DACA at 12 is on life support and already leaving out many young immigrants

Over a decade of Republican lawsuits to end the Obama-era program, which has halted new applications, has shut down the program to a generation of undocumented youth.

Hundreds of thousands of immigrants in the U.S. will count their blessings on Saturday as they mark a new anniversary of a program that has let them stay in the country, study and work and build lives.

Millions more who arrived here as children and don't qualify for it are wishing they'd been so lucky.

The Deferred Action for Childhood Arrivals, or DACA, program began 12 years ago Saturday. While its beneficiaries hope to have had a permanent legal status in the U.S. by now, they also are celebrating the educations, better paying jobs, families and homes they've been able to build and the freedom from fear of arrest and deportation that came as a result of President Barack Obama's executive order.

But their commemoration is sobered by the possibility that Republicans will succeed in their legal and political battle to end DACA. Donald Trump, who tried to end DACA and stopped new applications, could be re-elected president.

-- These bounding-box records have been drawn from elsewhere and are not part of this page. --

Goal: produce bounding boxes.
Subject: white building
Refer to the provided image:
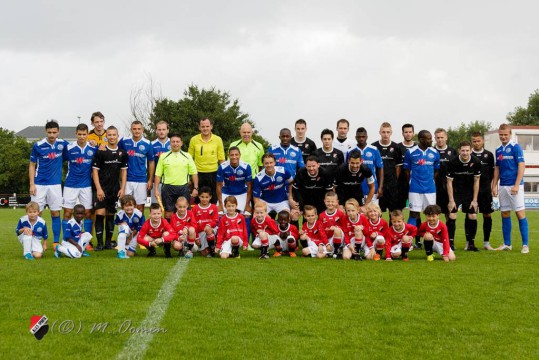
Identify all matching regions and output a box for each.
[485,126,539,209]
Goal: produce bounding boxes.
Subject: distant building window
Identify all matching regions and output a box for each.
[517,134,539,151]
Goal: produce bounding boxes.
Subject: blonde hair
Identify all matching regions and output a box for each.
[365,202,382,216]
[344,198,361,210]
[26,201,39,212]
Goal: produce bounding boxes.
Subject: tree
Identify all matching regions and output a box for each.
[447,120,492,149]
[0,128,32,194]
[145,85,269,148]
[506,89,539,125]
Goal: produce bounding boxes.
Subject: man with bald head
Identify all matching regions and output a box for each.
[229,123,264,177]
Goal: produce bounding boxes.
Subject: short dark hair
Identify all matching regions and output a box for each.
[75,124,88,132]
[320,129,335,139]
[459,140,472,149]
[228,146,241,155]
[472,131,483,138]
[120,195,137,208]
[348,150,361,160]
[198,186,211,196]
[337,119,350,128]
[401,124,415,132]
[262,153,275,162]
[90,111,105,124]
[423,205,442,215]
[305,155,320,164]
[45,120,60,130]
[150,203,161,211]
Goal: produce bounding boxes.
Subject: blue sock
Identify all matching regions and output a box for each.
[84,219,94,234]
[502,216,512,246]
[518,218,528,246]
[51,216,62,243]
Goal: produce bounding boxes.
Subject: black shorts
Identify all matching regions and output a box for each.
[195,171,217,204]
[477,191,493,214]
[92,190,119,214]
[378,186,400,211]
[451,194,477,214]
[436,186,450,214]
[161,184,191,212]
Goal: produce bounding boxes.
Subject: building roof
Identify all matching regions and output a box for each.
[15,126,77,142]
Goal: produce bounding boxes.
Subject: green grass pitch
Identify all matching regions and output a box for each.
[0,209,539,359]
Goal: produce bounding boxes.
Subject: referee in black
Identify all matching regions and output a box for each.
[154,134,198,220]
[447,140,481,251]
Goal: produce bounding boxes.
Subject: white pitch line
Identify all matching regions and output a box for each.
[116,259,189,359]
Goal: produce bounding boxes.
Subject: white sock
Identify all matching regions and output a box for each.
[118,233,127,252]
[22,235,32,255]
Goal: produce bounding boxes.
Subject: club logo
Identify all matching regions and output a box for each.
[30,315,49,340]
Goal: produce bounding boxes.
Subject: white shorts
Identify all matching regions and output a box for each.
[125,181,148,205]
[64,186,92,210]
[390,243,402,255]
[408,192,438,212]
[253,235,280,249]
[221,239,243,254]
[118,223,137,252]
[266,200,290,213]
[31,184,62,212]
[498,185,525,211]
[150,183,163,204]
[223,193,247,214]
[57,232,92,259]
[307,240,329,257]
[432,241,453,256]
[198,227,217,251]
[18,234,43,255]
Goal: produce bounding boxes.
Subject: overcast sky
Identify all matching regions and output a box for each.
[0,0,539,145]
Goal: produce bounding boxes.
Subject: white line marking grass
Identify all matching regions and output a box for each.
[117,259,189,359]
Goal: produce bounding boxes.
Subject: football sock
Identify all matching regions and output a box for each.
[446,219,457,241]
[423,240,434,256]
[502,216,513,245]
[245,216,251,244]
[83,219,94,234]
[401,244,410,258]
[464,218,477,246]
[163,243,172,257]
[208,240,215,256]
[105,215,114,244]
[118,232,127,252]
[22,235,32,255]
[483,216,492,243]
[518,218,529,245]
[95,215,105,245]
[51,216,62,243]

DACA recipients also recognize that they are outnumbered by the more than a million young immigrants who could have qualified for DACA, but have been denied because of Republican-led battles to end it and a halt on new DACA applications.

daca, immigration

Ricky Campos, 23, and Katye Hernandez, 22, both undocumented immigrants from El Salvador, hold signs saying "Thank You President Obama" outside the White House on June 15, 2012. (Jacquelyn Martin / AP file)

By 2025, no undocumented high school graduates will qualify for DACA because they will have entered the U.S. after the required arrival to the U.S. of June 15, 2007, according to FWD.US, a progressive group that focuses on immigration and criminal justice.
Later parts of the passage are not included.